Bowlby, Hazan ve Shaver’ın çalışmalarının ardından Bartholomew ve Horowitz isimli araştırmacılar, bağlanma stilleri konusunda önceki çalışmalardan da yararlanmak suretiyle daha ayrıntılı veriler sunmuşlardır. Buna göre yetişkin bağlanma stilleri, kişinin kendisini ve çevresini algılayış biçimi açısından olumlu ve olumsuz olarak değerlendirilir.
Bartholomew ve Horowitz’e göre bağlanma stilleri 4 başlık altında incelenir:
- Güvenli Bağlanma: Bu bağlanma stilinde birey, kendini sevilmeye ve ilgi görmeye değer biri olarak görür. Etrafındaki kişileri de güvenilebilir bir birey olarak algılar ve böylece hem kendisine hem de çevresindeki kişilere karşı olumlu bir düşünce modeli oluşturur.
- Saplantılı Bağlanma: Bu kişiler takıntılı ilişkiler içinde olurlar ve iletişimleri de buna göre şekillenir. Saplantılı bağlanan bireylerin kendilerine yönelik algıları olumsuzdur, sevilmeyecek ve beğenilmeyecek bir kişi olduklarına inanırlar. Ancak başkalarına yönelik algıları da olumludur. Onlara göre diğer insanlar ilgi ve sevgi görmeye layıktır; ancak kendileri değersizdir. Genellikle karamsar, özgüvensiz kişiliklerdir.
- Korkulu Bağlanma: Bu bağlanma stilinde kişinin hem kendine hem de başkalarına karşı olan algısı olumsuzdur. Birey kendisinin değersiz ve önemsiz biri olduğuna inanır ve başkaları da ona göre güvenilmezdir. Korkulu bağlanan birey, terk edilme korkusu yaşadığından yakın ilişkilerden kaçınır. Ve böylece kendini reddedilmekten koruduğuna inanır.
- Kayıtsız Bağlanma: Bu kişilerin kendilerine yönelik algıları olumludur; ancak başkalarının olumsuz nitelik taşıdığına inanırlar. Genellikle başkalarıyla yakın ilişki içinde olmak istemezler, hatta duygusal bağları gereksiz bulurlar.
Kişinin olumlu bir ruh haline sahip olup diğer insanlarla olan ilişkilerini sağlıklı bir şekilde yönetebilmesi güvenli bağlanma stilinin benimsenmesine bağlıdır.

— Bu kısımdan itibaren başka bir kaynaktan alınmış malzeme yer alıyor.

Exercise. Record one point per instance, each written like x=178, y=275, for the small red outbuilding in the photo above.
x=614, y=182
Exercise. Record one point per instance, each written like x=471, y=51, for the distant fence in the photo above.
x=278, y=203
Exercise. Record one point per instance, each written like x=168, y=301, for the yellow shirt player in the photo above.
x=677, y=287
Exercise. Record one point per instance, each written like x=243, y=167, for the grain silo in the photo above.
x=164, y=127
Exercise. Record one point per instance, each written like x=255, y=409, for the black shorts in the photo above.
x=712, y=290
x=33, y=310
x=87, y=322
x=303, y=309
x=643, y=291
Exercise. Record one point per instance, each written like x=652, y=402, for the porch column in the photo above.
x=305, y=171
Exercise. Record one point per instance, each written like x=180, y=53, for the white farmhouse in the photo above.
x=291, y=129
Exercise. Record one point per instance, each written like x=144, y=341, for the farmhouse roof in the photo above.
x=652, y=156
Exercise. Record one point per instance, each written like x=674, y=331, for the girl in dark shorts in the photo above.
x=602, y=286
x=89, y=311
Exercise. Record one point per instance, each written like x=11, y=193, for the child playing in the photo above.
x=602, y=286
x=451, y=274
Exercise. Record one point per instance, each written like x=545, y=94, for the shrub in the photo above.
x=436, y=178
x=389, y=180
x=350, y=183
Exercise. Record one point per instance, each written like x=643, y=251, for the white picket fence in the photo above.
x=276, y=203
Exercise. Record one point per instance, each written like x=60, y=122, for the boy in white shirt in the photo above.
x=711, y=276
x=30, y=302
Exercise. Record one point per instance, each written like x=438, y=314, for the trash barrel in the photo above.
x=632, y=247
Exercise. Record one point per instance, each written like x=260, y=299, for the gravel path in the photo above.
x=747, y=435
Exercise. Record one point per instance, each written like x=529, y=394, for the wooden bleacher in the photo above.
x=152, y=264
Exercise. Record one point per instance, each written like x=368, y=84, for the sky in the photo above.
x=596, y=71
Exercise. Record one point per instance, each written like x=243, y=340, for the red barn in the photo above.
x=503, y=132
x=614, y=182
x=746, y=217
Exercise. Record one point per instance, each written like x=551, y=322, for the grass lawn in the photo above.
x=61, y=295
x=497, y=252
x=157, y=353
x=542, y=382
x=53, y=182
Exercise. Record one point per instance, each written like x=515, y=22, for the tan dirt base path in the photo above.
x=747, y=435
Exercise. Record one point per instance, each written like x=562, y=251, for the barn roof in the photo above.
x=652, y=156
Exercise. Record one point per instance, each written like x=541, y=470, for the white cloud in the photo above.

Kaygılı, korkulu ya da kayıtsız bağlanan kişi özgüvensiz, sorumluluktan kaçan, çekingen veya agresif bir kişilik yapısı oluşturabilir ve bu durum kişinin hem kendi iç dünyası hem de sosyal çevresiyle ilişkisi açısından sağlıksızdır.
Bireyin özgüvenli, girişken, sorumluluk sahibi bir kişilik yapısı geliştirmesinde çocukluk döneminde ebeveynlerinden gerekli ilgi ve sevgiyi görmesinin payı büyüktür. Bu dönemden itibaren yeterince şefkat, sevgi ve değer gören kişi, hem kendisine hem de başkalarına karşı olumlu ve sağlıklı algılar geliştirir. Böylece duygusal ilişkilerinde de güvenli bağlanma stilini benimser; düşünce, duygu ve davranışları da bu yönde şekillenerek güçlü ve olumlu bir psikolojiye sahip olur.